A new report out this week by the Federal Housing Finance Agency’s (FHFA) Office of Inspector General (OIG) found that FHFA’s network has “serious vulnerabilities that increase the likelihood that hacking attempts will succeed.”
The OIG said it performed penetration testing from October 2023 to January 2024 and found it was able to gain “unfettered access” to FHFA’s IT infrastructure.
The FHFA is a smaller Federal agency with less than 1,000 employees. It regulates Fannie Mae, Freddie Mac, and the 11 Federal Home Loan Banks – which are government-sponsored enterprises that provide more than $8.4 trillion in funding to the U.S. financial institutions and mortgage markets.
“We determined that FHFA’s security controls were not effective to protect its network and systems against internal threats,” the agency’s OIG wrote in its report published on Aug. 12. “Our penetration testing demonstrated that the Agency’s network has serious vulnerabilities that increase the likelihood that hacking attempts will succeed.”
The OIG said it was able to gain access to a privileged user account that allowed it to view, edit, and save files on the local drives of any user’s laptop or desktop – “including FHFA executives at the highest levels.”
The OIG also said it was able to elevate a standard user account to a domain administrator and “take full control of FHFA’s network.”
“We essentially had unfettered access to the Agency’s IT infrastructure,” the OIG wrote in its report.
The report notes eight areas where the FHFA’s Office of Technology and Information Management (OTIM) failed to properly implement basic security controls.
For example, the OIG found that OTIM did not remediate vulnerabilities in FHFA’s system. According to the report, there were a total of 3,318 vulnerabilities. Of those, 64 percent were considered critical, and 59 percent of the critical vulnerabilities were over a year old.
The report also highlights that 261 of the vulnerabilities were identified as Cybersecurity and Infrastructure Security Agency (CISA) Known Exploitable Vulnerabilities. These vulnerabilities are required by CISA to be remediated within 14 days.
According to the report, OTIM employees told the OIG that they struggle with resources and are “constantly doing patch management and it consumes much of their time.”
The report also highlighted that OTIM failed to implement secure methods to access FHFA’s cloud environment. The OIG said it was able to gain “full control” of the agency’s network because it failed to encrypt credentials and did not leverage multifactor authentication (MFA).
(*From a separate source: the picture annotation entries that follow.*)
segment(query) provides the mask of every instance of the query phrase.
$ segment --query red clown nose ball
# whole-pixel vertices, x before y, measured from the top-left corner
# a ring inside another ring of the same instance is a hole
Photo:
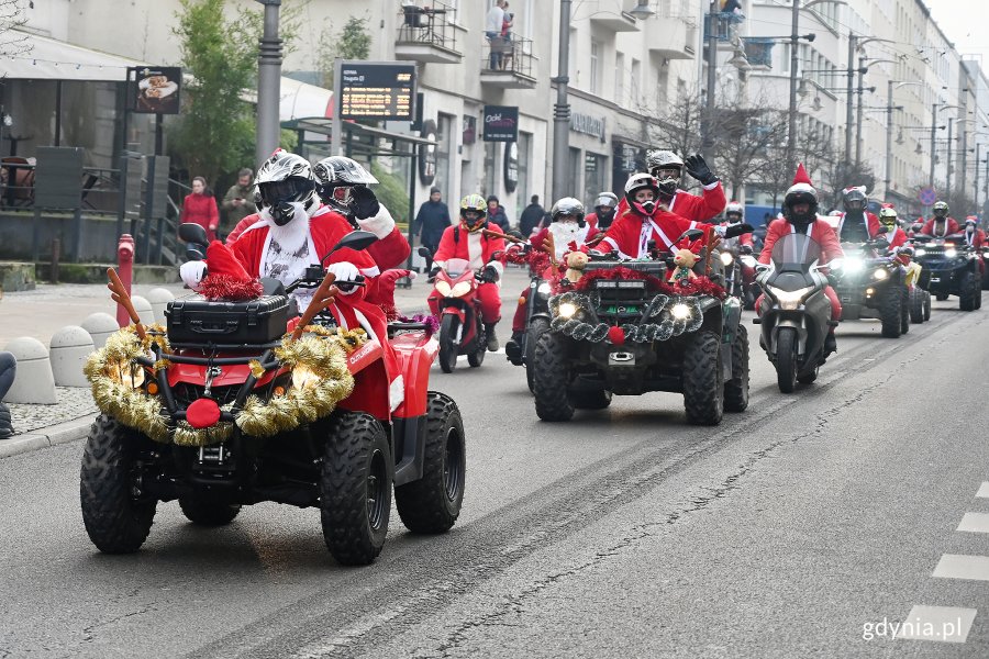
[[[609,327],[608,328],[608,340],[613,343],[616,346],[625,343],[625,331],[621,327]]]
[[[211,399],[192,401],[186,410],[186,421],[193,428],[208,428],[220,421],[220,405]]]

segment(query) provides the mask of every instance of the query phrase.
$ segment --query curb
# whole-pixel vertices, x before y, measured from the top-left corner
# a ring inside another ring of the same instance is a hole
[[[92,425],[92,417],[85,416],[37,428],[23,435],[15,435],[10,439],[0,439],[0,459],[82,439],[89,434],[90,425]]]

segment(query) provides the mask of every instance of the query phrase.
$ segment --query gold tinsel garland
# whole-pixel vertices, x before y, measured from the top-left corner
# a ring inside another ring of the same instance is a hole
[[[153,344],[163,353],[170,351],[165,328],[152,325],[148,330],[151,332],[141,340],[133,327],[124,327],[112,334],[105,346],[87,359],[84,372],[92,384],[97,407],[155,442],[208,446],[229,439],[234,425],[230,422],[220,422],[209,428],[193,428],[180,421],[175,428],[169,428],[167,412],[157,396],[133,386],[135,378],[143,376],[142,367],[134,359],[149,356]],[[367,340],[364,331],[331,331],[320,325],[307,326],[305,331],[308,334],[298,340],[286,335],[281,345],[275,348],[281,367],[292,371],[292,387],[268,401],[253,394],[247,396],[244,409],[234,422],[244,434],[271,437],[303,423],[312,423],[329,415],[336,403],[354,390],[354,377],[347,369],[347,353]],[[153,370],[167,366],[166,359],[159,359]],[[255,377],[264,375],[257,360],[252,360],[248,366]],[[221,410],[230,412],[231,405],[223,405]]]

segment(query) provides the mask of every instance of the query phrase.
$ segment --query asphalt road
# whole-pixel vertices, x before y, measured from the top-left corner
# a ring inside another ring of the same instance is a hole
[[[985,657],[989,558],[953,557],[989,557],[989,314],[934,306],[896,340],[843,324],[790,395],[748,325],[752,404],[716,428],[659,393],[541,423],[503,356],[436,369],[462,516],[419,537],[392,512],[367,568],[277,504],[221,529],[160,504],[142,551],[103,556],[81,443],[0,460],[0,657]],[[964,643],[892,638],[956,617]]]

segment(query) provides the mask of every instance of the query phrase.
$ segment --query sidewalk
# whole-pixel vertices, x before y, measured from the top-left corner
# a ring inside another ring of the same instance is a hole
[[[527,282],[525,270],[509,268],[502,287],[502,302],[514,309],[518,291]],[[148,291],[164,288],[177,298],[189,294],[181,284],[138,284],[132,290],[134,295],[146,295]],[[426,297],[432,284],[424,275],[412,281],[411,288],[398,288],[395,302],[404,315],[426,313]],[[31,336],[47,346],[52,336],[66,325],[79,325],[91,313],[104,312],[115,315],[115,304],[110,300],[110,291],[103,284],[45,284],[38,283],[33,291],[4,293],[0,300],[0,350],[13,338]],[[502,321],[511,323],[511,319]],[[14,436],[0,439],[0,458],[73,442],[85,437],[89,425],[98,413],[89,389],[71,387],[56,388],[58,402],[54,405],[27,405],[9,403],[13,417]]]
“OTIM officials explained that the cloud administrator used an unsecure access method because it streamlined operations,” the report notes. “Additionally, OTIM officials were not aware of multifactor authentication methods that could be used to securely authenticate to the cloud environment.”
Other failures the OIG uncovered include implementing least privilege controls; effectively managing user authentication; effectively enforcing information flow control; and updating FHFA’s Common Control Plan.
The OIG also noted two repeat findings: a failure to detect and prevent standard users from downloading and installing unapproved software; and a lack of physical security controls within FHFA’s headquarters building, which allowed access to offices and employee information.
The OIG made 22 recommendations in its report to FHFA’s Chief Information Officer (CIO) Luis Campudoni, who agreed to all 22.
In a response to the OIG report dated July 19, Campudoni said that the agency will ensure every user uses MFA by Dec. 31. The CIO also noted that FHFA will request and secure additional resources to attain compliance with CISA’s Known Exploitable Vulnerabilities requirements by June 30, 2025, among several other actions.